井上陽水の少年時代、とっても好きです。世間の皆さんは長袖やらジャケットを羽織っていますが、あいかわらず僕は半袖のまま。ようやく涼しくなって「夏は過ぎ、風あざみ〜♪』という気分です。さて今回は〈秘密基地ヲ作ロウ。〉とは全く関係ないのですが、この夏の思い出を書こうと思います。僕はこの夏、ある小学2年生の少年と一緒に富士山を登りました。
不思議な縁があって、かれこれ富士山には20回近く登っていると思います。昨年は山頂に建つ気象観測台、富士山測候所の中で3週間寝泊まりもしました。初めて富士山に登頂したのは1998年7月24日、僕の20歳の誕生日。中学からつきあっている親友のユウジと一緒に、眼下一帯に広がる雲の海の中から昇ってくる御来光を眺めながら、僕の20代が幕開けたのでした。
実はこのときは富士山2度目の挑戦。最初の挑戦もユウジとでした。富士山のことも、登山のことをろくに知らなかった僕ら。ユウジの何気ない「明日さ、富士山に登ってみない?」の一言に火がついて、翌朝、僕とユウジの二人は御殿場駅前に立っていたのでした。今であれば、インターネットで検索すれば富士登山に必要な装備、適切な登山時期のことなんて簡単に分かるのだけれど、まだまだそんな時代じゃなかった。中学の最初だけをワンダーフォーゲル部に籍をおいていたユウジの、今思えばいいかげんだけれど真剣な指導を元にかき集めた装備をザックに詰め込み、意気揚々と須走口行きのバスに乗り込んだのだった・・・・と、ココまでは威勢が良かったのですが、何も知らない僕らは3月が登山シーズンじゃなくバスも五合目まで行かないことをバスの運ちゃんから教えられ、「せっかくここまで来たんだから・・」と浅間神社の前でバスを降り、遥か下から富士山を目指したのでした。その日は3月とはいえTシャツ姿でも快適な陽気だったのだけれど、4合目に近づく頃には雪の上を歩く羽目になり、「富士山の砂対策にはハイカット!」と履いてきたバッシュはツルツルすべって完全に失敗。それでも5合目までは何とか辿り着き、どちらともなく「日も暮れてきたから帰ろう」と、冬富士を前にぶざまに敗退したのでした。

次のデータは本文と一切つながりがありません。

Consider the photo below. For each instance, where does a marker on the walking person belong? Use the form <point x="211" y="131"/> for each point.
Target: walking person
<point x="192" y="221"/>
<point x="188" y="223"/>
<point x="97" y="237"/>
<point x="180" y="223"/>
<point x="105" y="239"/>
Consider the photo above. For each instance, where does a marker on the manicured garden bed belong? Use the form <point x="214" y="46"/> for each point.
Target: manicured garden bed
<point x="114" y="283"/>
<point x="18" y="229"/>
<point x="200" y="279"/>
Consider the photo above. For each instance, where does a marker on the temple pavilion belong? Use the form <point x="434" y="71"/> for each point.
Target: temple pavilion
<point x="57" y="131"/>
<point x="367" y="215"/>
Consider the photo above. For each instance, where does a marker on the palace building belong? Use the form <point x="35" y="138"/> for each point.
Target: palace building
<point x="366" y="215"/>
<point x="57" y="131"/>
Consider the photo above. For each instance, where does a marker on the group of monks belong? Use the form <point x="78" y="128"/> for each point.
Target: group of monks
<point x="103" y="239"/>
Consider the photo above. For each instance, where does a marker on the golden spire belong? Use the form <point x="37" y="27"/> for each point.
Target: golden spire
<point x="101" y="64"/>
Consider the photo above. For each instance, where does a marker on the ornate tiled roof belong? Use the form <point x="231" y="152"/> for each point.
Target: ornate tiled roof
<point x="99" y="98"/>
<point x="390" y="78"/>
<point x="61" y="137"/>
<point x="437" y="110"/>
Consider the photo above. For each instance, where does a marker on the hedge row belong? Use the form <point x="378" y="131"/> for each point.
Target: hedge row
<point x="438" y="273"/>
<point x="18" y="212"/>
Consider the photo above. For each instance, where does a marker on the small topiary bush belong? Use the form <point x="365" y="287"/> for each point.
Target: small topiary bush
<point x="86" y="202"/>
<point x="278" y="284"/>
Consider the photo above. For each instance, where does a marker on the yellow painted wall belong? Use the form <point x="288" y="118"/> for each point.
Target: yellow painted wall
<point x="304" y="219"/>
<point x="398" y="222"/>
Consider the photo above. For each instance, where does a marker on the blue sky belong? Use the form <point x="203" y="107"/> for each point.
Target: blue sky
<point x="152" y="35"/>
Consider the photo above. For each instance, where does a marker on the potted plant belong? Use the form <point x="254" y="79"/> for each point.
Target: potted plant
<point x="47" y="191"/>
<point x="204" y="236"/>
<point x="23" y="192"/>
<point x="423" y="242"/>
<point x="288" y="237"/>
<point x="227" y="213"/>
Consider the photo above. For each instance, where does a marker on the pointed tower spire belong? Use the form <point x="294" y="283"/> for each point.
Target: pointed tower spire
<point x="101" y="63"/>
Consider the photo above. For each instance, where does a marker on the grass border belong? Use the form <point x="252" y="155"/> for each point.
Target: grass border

あれから10年以上の月日が経ち、その間に僕は南極へ行き、富士山測候所で3週間生活し、一応標高6000メートルを体験し、オマケに肺水腫まで経験し、ちょっぴり偉そうに講演なんかもさせてもらい、「村上さんは冒険家ですか?」と質問されるようになったのでした(冒険家ですか?の質問には完全否定しています。笑)。
この夏僕と一緒に富士山を登った男の子の名をジュンといいます。きっかけは、僕のトークイベントを聴きに来てくれたある女性からのメールでした。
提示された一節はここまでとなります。